“Can I speak?”
It’s Ruth.
Brother and sister step back to give her room.
“I’m very sorry that I don’t know my nephew and niece better. I can make excuses, but I want you two to know the truth.” She holds her breath. “Your father kept us apart too. He didn’t… didn’t want her to be close to anyone. I’ll miss her every day. Just like I have the past six years.”
Ruth Turner looks at her sister’s body, bends down, and pulls a frilly blue bachelor’s button from the shroud.
Her lips are tight and she’s trembling.
“May I?” she finally asks.
Joshua nods and watches as his aunt drops the blossom into the open grave.
We stand there silently, then Eve does the same, so does Sarah. We all do.
Joshua sends a shovelful of loose, loamy soil over the flowers in the symbolic grave. Then another. He goes faster and faster. A strange jolt of mania has taken over his body. Two… five… six. Again, his sister intervenes.

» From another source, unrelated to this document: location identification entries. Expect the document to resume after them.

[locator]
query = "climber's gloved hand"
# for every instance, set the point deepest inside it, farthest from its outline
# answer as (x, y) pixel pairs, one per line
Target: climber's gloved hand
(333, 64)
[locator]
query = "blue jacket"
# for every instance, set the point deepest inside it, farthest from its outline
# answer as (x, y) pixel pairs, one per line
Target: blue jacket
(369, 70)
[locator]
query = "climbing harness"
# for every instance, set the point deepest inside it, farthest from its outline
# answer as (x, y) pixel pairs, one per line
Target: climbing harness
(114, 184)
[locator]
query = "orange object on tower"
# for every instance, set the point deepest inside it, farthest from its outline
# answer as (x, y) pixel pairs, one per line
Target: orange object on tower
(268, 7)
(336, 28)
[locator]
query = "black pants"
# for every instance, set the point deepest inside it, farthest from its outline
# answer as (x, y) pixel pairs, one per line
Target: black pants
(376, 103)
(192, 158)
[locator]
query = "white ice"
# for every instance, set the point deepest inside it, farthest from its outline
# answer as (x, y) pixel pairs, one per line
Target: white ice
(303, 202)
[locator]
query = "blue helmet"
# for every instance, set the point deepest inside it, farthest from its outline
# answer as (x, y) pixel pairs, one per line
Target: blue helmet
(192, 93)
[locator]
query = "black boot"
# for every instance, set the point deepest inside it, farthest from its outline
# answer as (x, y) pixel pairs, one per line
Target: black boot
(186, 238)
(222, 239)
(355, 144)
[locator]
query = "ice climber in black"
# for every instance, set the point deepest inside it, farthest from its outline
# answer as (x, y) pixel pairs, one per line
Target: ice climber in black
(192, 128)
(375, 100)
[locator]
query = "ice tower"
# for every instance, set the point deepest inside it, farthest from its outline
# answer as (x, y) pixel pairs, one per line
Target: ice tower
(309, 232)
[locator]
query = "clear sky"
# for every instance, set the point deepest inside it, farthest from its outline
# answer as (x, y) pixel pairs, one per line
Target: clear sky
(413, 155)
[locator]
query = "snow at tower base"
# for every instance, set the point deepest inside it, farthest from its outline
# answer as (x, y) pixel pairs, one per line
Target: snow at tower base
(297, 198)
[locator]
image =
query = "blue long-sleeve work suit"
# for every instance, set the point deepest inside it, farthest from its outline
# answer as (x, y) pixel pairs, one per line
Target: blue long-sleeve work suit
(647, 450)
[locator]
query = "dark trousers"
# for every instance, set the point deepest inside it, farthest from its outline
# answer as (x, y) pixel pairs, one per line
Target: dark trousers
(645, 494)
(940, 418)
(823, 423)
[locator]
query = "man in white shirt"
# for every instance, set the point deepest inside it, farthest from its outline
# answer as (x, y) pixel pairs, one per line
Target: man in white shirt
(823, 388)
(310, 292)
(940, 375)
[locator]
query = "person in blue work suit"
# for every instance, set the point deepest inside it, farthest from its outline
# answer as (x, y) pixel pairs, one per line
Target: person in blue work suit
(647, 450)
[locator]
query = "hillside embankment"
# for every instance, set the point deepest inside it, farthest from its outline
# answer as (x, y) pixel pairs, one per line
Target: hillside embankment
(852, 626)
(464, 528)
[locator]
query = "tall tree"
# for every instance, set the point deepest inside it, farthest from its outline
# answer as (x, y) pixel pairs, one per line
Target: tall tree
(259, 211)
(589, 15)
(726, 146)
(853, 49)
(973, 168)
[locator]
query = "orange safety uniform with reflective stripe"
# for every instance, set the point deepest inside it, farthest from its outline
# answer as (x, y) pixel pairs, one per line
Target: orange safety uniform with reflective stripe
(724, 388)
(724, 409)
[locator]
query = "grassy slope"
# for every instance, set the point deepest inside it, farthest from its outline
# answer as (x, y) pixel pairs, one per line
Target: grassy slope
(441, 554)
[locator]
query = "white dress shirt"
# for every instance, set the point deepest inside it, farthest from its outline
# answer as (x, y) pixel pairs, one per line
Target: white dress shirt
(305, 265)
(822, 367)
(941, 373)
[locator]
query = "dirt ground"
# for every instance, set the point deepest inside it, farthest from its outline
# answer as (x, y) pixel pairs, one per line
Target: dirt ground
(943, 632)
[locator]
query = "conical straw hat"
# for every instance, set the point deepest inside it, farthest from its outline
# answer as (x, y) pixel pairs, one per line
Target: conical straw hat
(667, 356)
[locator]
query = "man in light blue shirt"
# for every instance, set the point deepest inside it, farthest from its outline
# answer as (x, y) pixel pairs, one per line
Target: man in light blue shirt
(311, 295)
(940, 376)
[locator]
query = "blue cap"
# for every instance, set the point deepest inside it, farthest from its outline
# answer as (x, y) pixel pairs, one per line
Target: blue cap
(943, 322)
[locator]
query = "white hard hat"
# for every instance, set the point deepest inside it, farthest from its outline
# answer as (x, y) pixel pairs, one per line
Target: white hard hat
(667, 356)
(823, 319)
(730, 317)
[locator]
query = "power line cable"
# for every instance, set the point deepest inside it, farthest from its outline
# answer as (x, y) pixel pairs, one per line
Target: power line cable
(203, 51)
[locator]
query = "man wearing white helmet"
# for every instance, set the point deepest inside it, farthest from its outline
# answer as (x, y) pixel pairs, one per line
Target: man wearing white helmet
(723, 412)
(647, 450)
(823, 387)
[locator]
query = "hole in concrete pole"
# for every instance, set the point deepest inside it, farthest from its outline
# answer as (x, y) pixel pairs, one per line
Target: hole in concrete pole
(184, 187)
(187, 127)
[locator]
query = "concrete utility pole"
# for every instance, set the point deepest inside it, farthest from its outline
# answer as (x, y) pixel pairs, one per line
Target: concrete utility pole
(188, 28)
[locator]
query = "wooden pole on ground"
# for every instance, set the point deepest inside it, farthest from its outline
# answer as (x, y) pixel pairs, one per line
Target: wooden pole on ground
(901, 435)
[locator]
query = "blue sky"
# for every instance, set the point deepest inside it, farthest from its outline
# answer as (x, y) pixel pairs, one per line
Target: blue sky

“That’s enough,” she tells him. “Put down the shovel.” He does as he’s told, and I think it’s a somewhat strange dynamic. She’s younger, but she is the dominant of the two.
She takes the shovel and scrapes soil onto the now-disappearing collage of flowers.
“Bye, Mom,” she says, now kneeling and pulling a flower from her hair. “Our hearts are broken. Don’t worry. We’re strong like you. We’re fighters too.” She drops the daisy on to the empty grave they’ve made.
I look at Sheriff. He’s rolling his tongue over what I’m sure is his missing filling.
“I’m going to tell them to leave,” I say, indicating the TV crew.
“Yeah, tell them to get lost.”
A news reporter with flawless skin, shiny dark hair, and a distinctly cocky prance in his walk, comes at me. A camerawoman follows.
“Jake Jackson, KING TV,” he announces. “You’re the detective on the case.”
He’s wearing makeup already. This is going to be one of those “live from the scene” type stories. This was big. In the past when there was some interest in something happening here, they’d have one of the kids from the high school shoot the video and then—at their own expense—drive it to Seattle. Now just about everyone with a smartphone is doing the same thing.
Before I answer, the camerawoman chimes in.
“She’s Millie Carpenter, Jake. God, you are embarrassing.”
He turns red under his makeup. I don’t correct her because I like the results of her mistake.
“I’m afraid we’ve no comment about this case. It’s an ongoing investigation. We’ll update what we can when we can.”
“Was the killing related to a particular belief system?” He points to the orchard. “Wheaton buried in a shroud.”
“In the ground,” adds the dimwit with the handheld.
“Look, you’re going to need to leave now. This is private property.”
“Ms. Chesterfield said we could be here.”
Of course, she did.
I show my badge. “I outrank her.” I look over my shoulder at Sheriff. “And he outranks all of us. Please go.”
I hear him say something about just doing his job, and she chirps as they turn to pack up: “Does that mean we’re not going to that restaurant?”